Embedded Vision gilt nach wie vor als Nische, doch von einer kuscheligen Marktlücke ist die Technologie mittlerweile weit entfernt. Neben der Automobilbranche haben auch andere Industriezweige die Vorzüge der Technologie entdeckt. Welche das sind und welche Rolle Deep-Learning dabei spielt, erklärt Jeff Bier, Gründer der Embedded Vision Alliance, im Interview.

E&E: Herr Bier, Sie haben 2011 die Embedded Vision Alliance gegründet. Welches Ziel verfolgen Sie damit?

Jeff Bier: Die Embedded Vision Alliance ist eine weltweite Industriepartnerschaft und führt Technologieanbieter und Hersteller zusammen, die innovative, praktische Anwendungen für Computer-Vision in verschiedenen Bereichen schaffen. Dazu gehören Automobile, Unterhaltungselektronik, Medizin oder der Einzelhandel. Unser Ziel ist zum einen, Hersteller zu inspirieren und sie zu befähigen, visuelle Intelligenz in neue Produkte und Anwendungen zu integrieren. Zum anderen möchten wir es Mitgliedern ermöglichen, Computer-Vision erfolgreich und schnell umzusetzen, indem wir Zulieferer, Produktdesigner und weitere Partner zusammenbringen. Das treibt die Nutzung von Computer-Vision voran, bietet frühzeitigen Einblick in Marktforschungen, Technologietrends, Standards und Anwendungsanforderungen und erlaubt es Unternehmen, als Vordenker sichtbarer zu werden. Die Mitgliedschaft steht jedem Unternehmen offen, das Technologien für Computer-Vision-Systeme und -Anwendungen liefert oder nutzt. Neben den genannten Vorteilen können Mitglieder auf der Embedded Vision Summit Conference als Sponsor auftreten, ausstellen und vortragen.

Wo steht Embedded Vision heute?

Als wir uns 2011 auf den Start der Embedded Vision Alliance vorbereiteten, waren wir zuversichtlich, dass sich die Computer-Vision-Technologie in den kommenden Jahren rasch in vielen verschiedenen Systemen verbreiten würde. Rückblickend sind wir angenehm überrascht, dass die Einführung der Embedded Vision schneller und umfassender erfolgt ist, als wir es uns erhofft hatten. Überraschend war auch das Aufkommen von Technologien, die auf maschinellem Lernen basieren und eine Alternative zu traditionellen Computer-Vision-Algorithmen bieten. Erstaunlich sind auch die rasche Reifung von Deep-Learning und dessen stabile Ergebnisse, selbst bei Problemen, die zuvor mit konventionellen Technologien gut gelöst wurden. Eine weitere Entwicklung ist die rasche Senkung der Kosten für die Implementierung von Embedded Vision, die auf Faktoren wie das Aufkommen sehr leistungsfähiger, kostengünstiger und energieeffizienter Prozessoren zurückzuführen ist.

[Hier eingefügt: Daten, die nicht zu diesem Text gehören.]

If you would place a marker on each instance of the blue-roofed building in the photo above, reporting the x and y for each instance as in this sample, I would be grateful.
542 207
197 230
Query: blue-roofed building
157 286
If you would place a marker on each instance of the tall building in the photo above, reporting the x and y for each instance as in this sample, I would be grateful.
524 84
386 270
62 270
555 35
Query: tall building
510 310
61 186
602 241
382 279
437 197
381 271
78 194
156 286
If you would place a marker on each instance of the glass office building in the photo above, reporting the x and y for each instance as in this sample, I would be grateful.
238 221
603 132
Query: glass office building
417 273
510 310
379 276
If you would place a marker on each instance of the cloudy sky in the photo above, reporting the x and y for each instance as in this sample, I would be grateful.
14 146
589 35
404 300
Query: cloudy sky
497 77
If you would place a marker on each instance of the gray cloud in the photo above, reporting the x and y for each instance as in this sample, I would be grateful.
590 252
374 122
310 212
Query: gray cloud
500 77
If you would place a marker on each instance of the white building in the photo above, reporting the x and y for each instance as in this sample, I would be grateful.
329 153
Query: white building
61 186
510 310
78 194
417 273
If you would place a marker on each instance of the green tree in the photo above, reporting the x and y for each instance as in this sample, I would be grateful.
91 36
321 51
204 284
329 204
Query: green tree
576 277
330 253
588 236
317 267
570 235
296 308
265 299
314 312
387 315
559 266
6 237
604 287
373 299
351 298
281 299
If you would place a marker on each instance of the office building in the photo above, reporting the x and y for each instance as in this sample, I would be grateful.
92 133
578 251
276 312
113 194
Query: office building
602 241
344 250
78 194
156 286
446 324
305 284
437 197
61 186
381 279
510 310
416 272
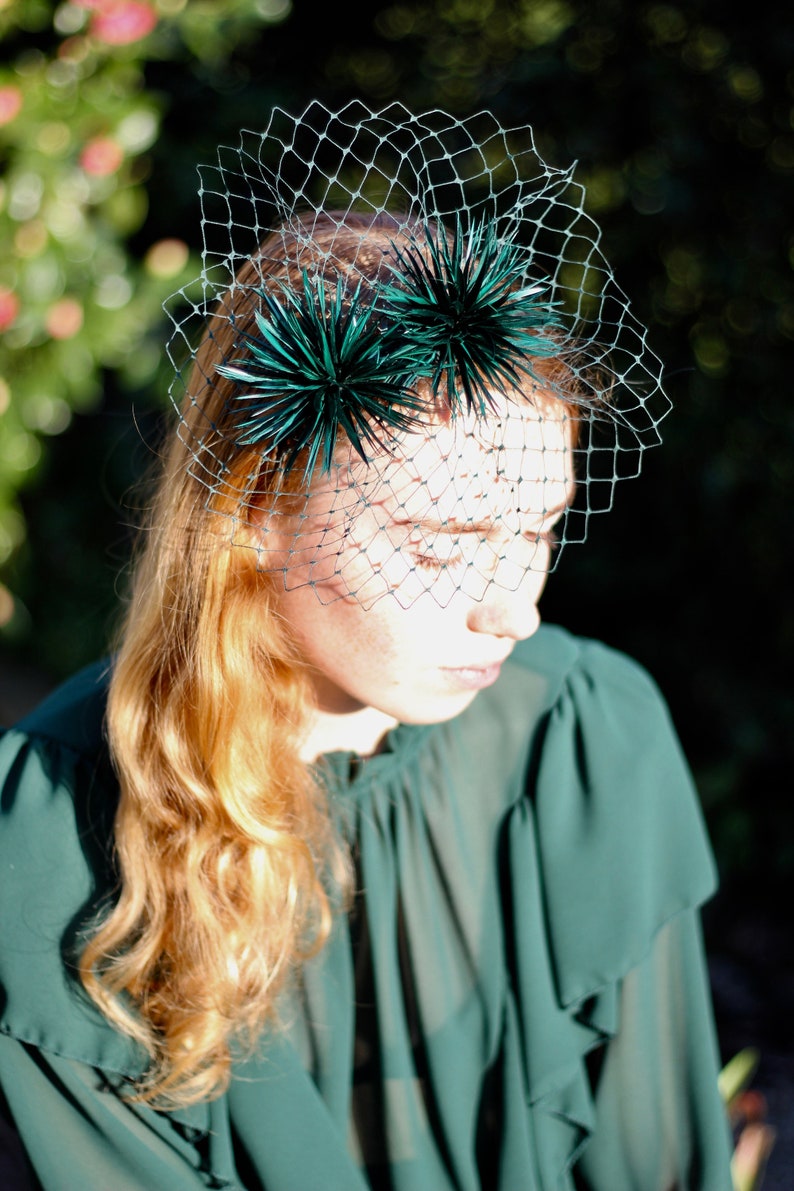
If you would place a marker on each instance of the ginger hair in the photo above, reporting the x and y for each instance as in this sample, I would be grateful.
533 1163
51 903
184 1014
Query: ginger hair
230 868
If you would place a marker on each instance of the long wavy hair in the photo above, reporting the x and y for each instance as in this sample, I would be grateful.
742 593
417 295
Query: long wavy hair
230 868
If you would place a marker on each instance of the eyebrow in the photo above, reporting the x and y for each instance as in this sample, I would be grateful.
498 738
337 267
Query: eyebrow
485 525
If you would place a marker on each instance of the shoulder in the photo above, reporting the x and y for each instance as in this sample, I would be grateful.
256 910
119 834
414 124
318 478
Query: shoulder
561 656
620 835
74 714
57 805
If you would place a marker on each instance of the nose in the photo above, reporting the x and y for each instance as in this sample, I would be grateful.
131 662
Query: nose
506 613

Dennoch gibt es nach wie vor Hürden.

Viele Entwickler von Systemen, Geräten und Anwendungen sind sich noch immer nicht bewusst, welche Vorteile die Nutzung von visueller Intelligenz in ihren Designs bringt und wie sich diese Intelligenz umsetzen lässt. Es ist also wichtig, die Aufmerksamkeit für Embedded Vision zu erhöhen und genügend Informationen dazu anzubieten. Obwohl viele der Hardware-Teile des Puzzles, die für die Implementierung einer robusten Embedded-Vision-Lösung benötigt werden, bereits vorhanden sind, muss die Entwicklung von Bildverarbeitungssoftware weiter vereinfacht werden. Und was die Hardware angeht, so ist der extrem niedrige Stromverbrauch eines der Hauptmerkmale, auf das man sich weiterhin konzentrieren muss, um das Spektrum der Einsatzmöglichkeiten zu erweitern.

Immer mehr Branchen nutzen Embedded Vision. Welche Anwendung ist für Sie am vielversprechendsten?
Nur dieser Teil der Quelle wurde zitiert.